From a conservative techno-libertarian perspective mates of Joanthan Zittrain have criticized his proposal to start a ‘Manhattan Project’ to save the open Internet as being too centralized (see Adam Thierer). Like most Berkman scholars, Zittrian misses the ability for self-examination and has to operate within the rhetorical limits of American professional optimism (required for scholars that speak at Google headquarters like Zittrain). Within the code of these techno-libertarians is out of the question to criticize US-American companies, in particular when they are ‘cool’ (such as Google and all Web 2.0 firms). It is of course much easier, and in line with the White House, to criticize Iran and China. There is a structural unwillingness to take on the corporate world and this partial blindness results in Zittrain making somewhat naive propositions (even though I share a lot of his concerns). I do not believe in Thierer’s ‘hybridity’ proposal in which the consumer decides what devices and application he or she uses will be open or rather closed. In a way. this market-driven techno-realism already exists. Concerning new ideas Zittrain offers surprisingly little for a professor in Internet Governance. It is in fact amazing that he doesn’t mention ICANN and the domain name drama at all.
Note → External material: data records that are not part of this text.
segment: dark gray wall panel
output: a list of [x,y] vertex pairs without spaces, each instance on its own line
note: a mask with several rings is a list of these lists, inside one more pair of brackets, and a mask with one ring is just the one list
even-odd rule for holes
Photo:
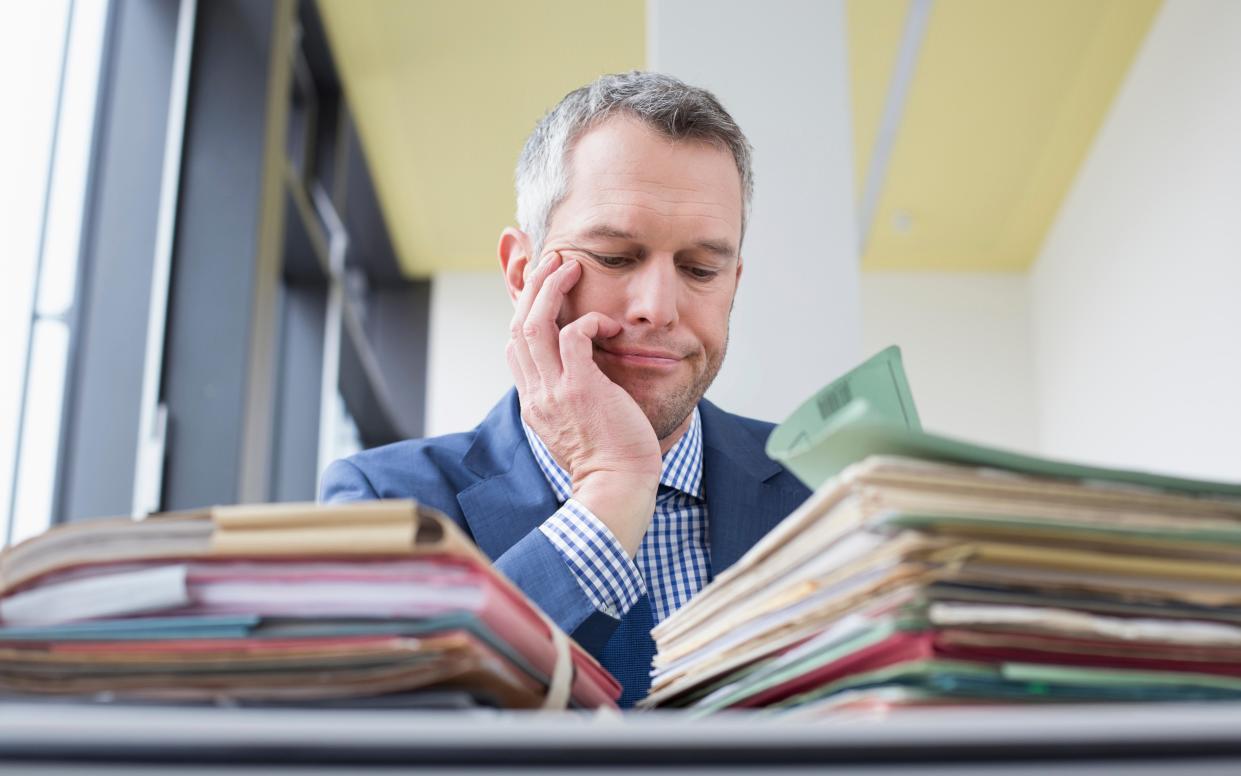
[[427,327],[431,281],[372,289],[367,339],[390,387],[392,411],[402,436],[420,437],[427,403]]
[[273,46],[291,34],[292,5],[198,9],[164,362],[168,509],[261,500],[270,482],[284,202],[270,151],[273,137],[283,147],[289,88],[287,49]]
Not that he needed to go into this rather large and complex field, but the least he could have done is list his own conclusions from the decade-long effort that is precisely trying to do what he demands (but then on the domain name level).

It would be worthwhile to deconstruct Zittrain’s good intentions, not from an evil-conspiratorial level but from the perspective of the NGO critique of organized good intentions and their disastrous consequences. The problem of a radical critique of the Berkman Center policies is that there is hardly any fundamental other position to start from. Even the most subversive, progressive hackers that I know, in the end, subscribe to the Berkman ideology, and are part of the larger liberal-libertarian current. In the end, everyone is against Internet censorship and favors open systems, no? It is hard to break this consensus culture, also from a social perspective, if one doesn’t go for total isolation and retreat into a hopeless maverick status.

The larger problematic here is the lack of counter-hegemonic projects that could function as an alternative to the quasi monopoly of Berkman. It’s unlikely to come from Latin-America. Europe or Asia then? The EU programs in this direction are all technocratic in nature and fail to understand the ideological-discursive importance that drives the development of Internet applications. As so often happens these days,there is no more (head)space for pure, negative criticism. The beginnings of a critique that is formulated here bounces back on the author, posing the question what is to be done on this side of the Atlantic in the form of concrete alternatives. The lack of a comprehensive analysis of techno-libertarianism as the default Internet ideology that rules from San Jose to Berlin, Nairobi and Bangalore is deeply felt here. The main reason why this research project has so far not taken off is the widely felt relunctance amongst (humanities) scholars and public intellectuals in general to take on the Internet as their project. Funding bodies worldwide, categorically refuse to fund fundamental humanities research that, like Zittrain, dares to look into the future. What we are left with are piles of PhDs that are condemned to remain unread as they merely map the impact the Internet on society–projects that are doomed to become history writing. How can we raise, and organize a new generation of technology-aware research that have the guts, and the creativity, to design a comprehensive field of critical concepts that can be implemented into code?  We have to stop understanding the Internet, and start to shape it. That’s the real Zittrain challange.